Neighbors are praying that day will never come. Three residents now plan to ask a federal appeals court to halt construction, even though the building is already 80% complete. They say the Massachusetts zoning law, which allowed the temple to be built in Belmont, violates the First Amendment by giving advantages to religious groups.
"If an atheist group wanted to build the same thing the Mormons wanted to, they couldn't do it," said Mark White, one of the attorneys representing the three residents who filed the lawsuit.
The statute, known as the Dover Amendment, prohibits zoning restrictions on the use of property for religious purposes. The residents argue it discriminates against non-religious groups and is therefore unconstitutional.
"In most towns, the zoning regulations are pretty strict," White said. "In some towns, you can't even park your car on the street. And yet under Dover, if you are a religious organization, you can put up an 70,000-square-foot building. This makes no sense."
The lawsuit was filed in August 1998 by Margaret Boyajian, Charles Counselman and Jean Dickinson. A federal judge denied their claims last June, upholding the constitutionality of the Dover Amendment.
Oral arguments are to be heard today in the 1st U.S. Circuit Court of Appeals. No decision is expected immediately.
Counselman, a professor of planetary science at the Massachusetts Institute of Science, insists he and his neighbors aren't biased against the Church of Jesus Christ of Latter-day Saints. He says they only object to the size of the temple.
"This temple building is not only much larger than the houses around it, but it also sits on the highest point in town," Counselman said. "It towers over the neighborhood.
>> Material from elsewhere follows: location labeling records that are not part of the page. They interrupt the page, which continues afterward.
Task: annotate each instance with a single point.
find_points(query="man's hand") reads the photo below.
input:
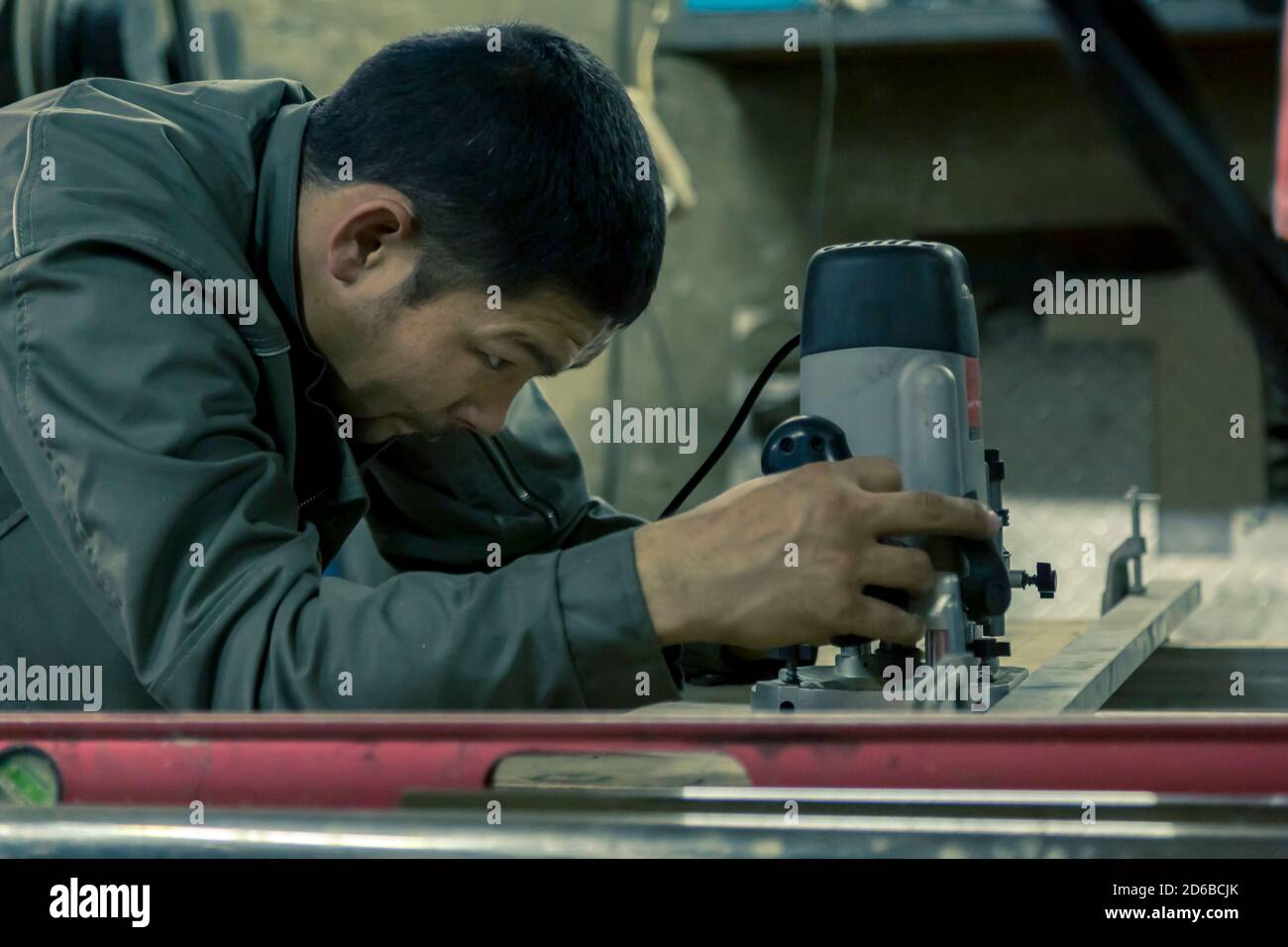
(719, 573)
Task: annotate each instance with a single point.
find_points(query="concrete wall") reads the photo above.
(1025, 149)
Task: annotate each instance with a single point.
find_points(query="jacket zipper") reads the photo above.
(501, 462)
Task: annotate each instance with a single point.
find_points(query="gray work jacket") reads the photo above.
(170, 492)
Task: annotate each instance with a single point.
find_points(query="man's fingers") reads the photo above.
(897, 567)
(875, 474)
(876, 618)
(926, 512)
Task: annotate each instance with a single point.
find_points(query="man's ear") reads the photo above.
(369, 235)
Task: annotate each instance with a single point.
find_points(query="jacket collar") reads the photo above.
(275, 209)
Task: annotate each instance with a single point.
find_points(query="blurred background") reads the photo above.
(771, 153)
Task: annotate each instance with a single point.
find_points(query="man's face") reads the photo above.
(428, 368)
(454, 363)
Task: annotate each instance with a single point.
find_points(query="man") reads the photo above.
(235, 320)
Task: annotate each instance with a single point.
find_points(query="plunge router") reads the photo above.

"It will be a big attention-getter, which is not what you want in the neighborhood that you live in," he said.
The church has continued construction on the $30 million temple, and is scheduled to be finished in late winter or early spring, says Ken Harvey, a lawyer for the Mormon church.
The majestic building features a 139-foot-tall steeple about two-thirds the height of the 221-foot tall Bunker Hill Monument in Boston.
Counselman says he wants the building demolished, even though it is nearly complete.
"When we filed the suit, there was only a hole in the ground," he said. "The defendants were on notice and they proceeded at their own risk."
Harvey says that although the building is large, it is located about a football field's length from the nearest building and does not unfairly encroach upon any residents' homes, which is why the zoning board approved the plans.
The neighbors are mischaracterizing the Dover Amendment, he says.
"We think that the statute and the case law is pretty clear," Harvey said. "We think that the Dover Amendment is very clear in its attempts to protect groups, such as religion, from discrimination."
The Catholic Church, the American Jewish Congress and a number of Protestant churches have filed briefs supporting the Mormon church's position, Harvey says.
The temple has strong symbolic significance in the Mormon faith, he says. Day-to-day religious functions are held in a meeting house, which is much smaller. The temple is used for three main ceremonies, called ordinances: baptism, endowment, which recognizes a member's acceptance of church doctrine, and marriage. Most Mormons only attend a temple once in their lives, Harvey says.
"Temples are special," said Harvey, who is a Mormon. "They are very sacred and the most important building in the Mormon faith."